Hi everyone, I was asked to post some pics of my knooking projects here so you could all see what a finished project looks like. There is one a wip that is a lace project that I haven't been able to get back to for many reasons but it gives you an idea of what you can do with the knook. I will also give you the links I work with so you will have it here as well. The most important thing is that you have fun and enjoy what you are doing.

Here are the links I use. Don't forget to scroll as they are down the page a bit on some.

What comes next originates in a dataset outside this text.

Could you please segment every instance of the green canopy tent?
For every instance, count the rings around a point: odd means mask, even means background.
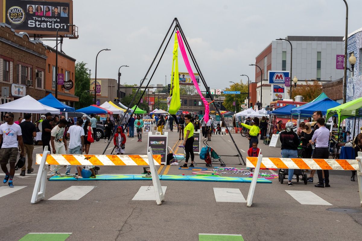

http://www.leisurearts.com/how-to-knook






http://www.crochetville.org/forum/showthread.php?t=126375

Below are a few of the items I have done or are working on. I am going to start a new project soon and will post when I have enough to show you as I progress along.


----------



## Hippie Chick (Feb 13, 2012)

Thanks Ciyona! Lovely work. Thanks for sharing with us ~:O)


----------



## Ciyona (Jan 17, 2011)

You are quite welcome. I will get the cords uploaded on my thread soon I need to see how they came out in my email first. Now for an arrgggg! I was working on my 2nd spa cloth when the unthinkable happend. I was using a homemade knooking hook when I was pulling the cord out and sliding my loops onto it when I broke my hook. Now I have to wait until I get another one done as it is a 4.00mm hook boy is that frustrating, I was almost done with it too. Thank heaven for weaving needles I used it to work the cord back onto my loops as I had to do a bit of frogging to fix where the loops messed up at tied the cord and am waiting for my new hook to finish it. Oh well cheap hooks aren't always the best.



Hippie Chick said:


> Thanks Ciyona! Lovely work. Thanks for sharing with us ~:O)


----------



## Hippie Chick (Feb 13, 2012)

Ciyona said:


> You are quite welcome. I will get the cords uploaded on my thread soon I need to see how they came out in my email first. Now for an arrgggg! I was working on my 2nd spa cloth when the unthinkable happend. I was using a homemade knooking hook when I was pulling the cord out and sliding my loops onto it when I broke my hook. Now I have to wait until I get another one done as it is a 4.00mm hook boy is that frustrating, I was almost done with it too. Thank heaven for weaving needles I used it to work the cord back onto my loops as I had to do a bit of frogging to fix where the loops messed up at tied the cord and am waiting for my new hook to finish it. Oh well cheap hooks aren't always the best.
> 
> 
> 
> ...


 :shock: :shock: :hunf: :? I hate when stuff like that happens! :| :thumbdown:


----------



## Ciyona (Jan 17, 2011)

Me too but gives me an excuse to shop.


----------



## CamillaDesertMouse (Mar 19, 2011)

I got the Knook kit, some extra patterns books awhile back.
I recently tried it and am NOT fond of it...it was a bit fiddly for me..using the cord like an extra knitting needle.
I both knit and crochet...for ME just seemed useless..JMHO.


----------



## Ciyona (Jan 17, 2011)

Hi Camilla, Thats okay if it isn't for you. You are still welcome here. You give us great help and support all the time. I just got my new homemade hook finished and am trying it out. It is a metal one of the susan bates hooks it is actually better than the wooden ones because of how the tip and hook are made it gets through the loops better and makes it go quicker. I need a g hook 4.00mm and my dh did it for me tonight. I had to do some filing to get the burrs out so they yarn would slide easily. For this he used the sander on the dremel but didn't get them all so I used my metal nail filer and it worked great to handle the issue I love my new hook.



CamillaInTheDesert said:


> I got the Knook kit, some extra patterns books awhile back.
> I recently tried it and am NOT fond of it...it was a bit fiddly for me..using the cord like an extra knitting needle.
> I both knit and crochet...for ME just seemed useless..JMHO.


----------



## Hippie Chick (Feb 13, 2012)

CamillaInTheDesert said:


> I got the Knook kit, some extra patterns books awhile back.
> I recently tried it and am NOT fond of it...it was a bit fiddly for me..using the cord like an extra knitting needle.
> I both knit and crochet...for ME just seemed useless..JMHO.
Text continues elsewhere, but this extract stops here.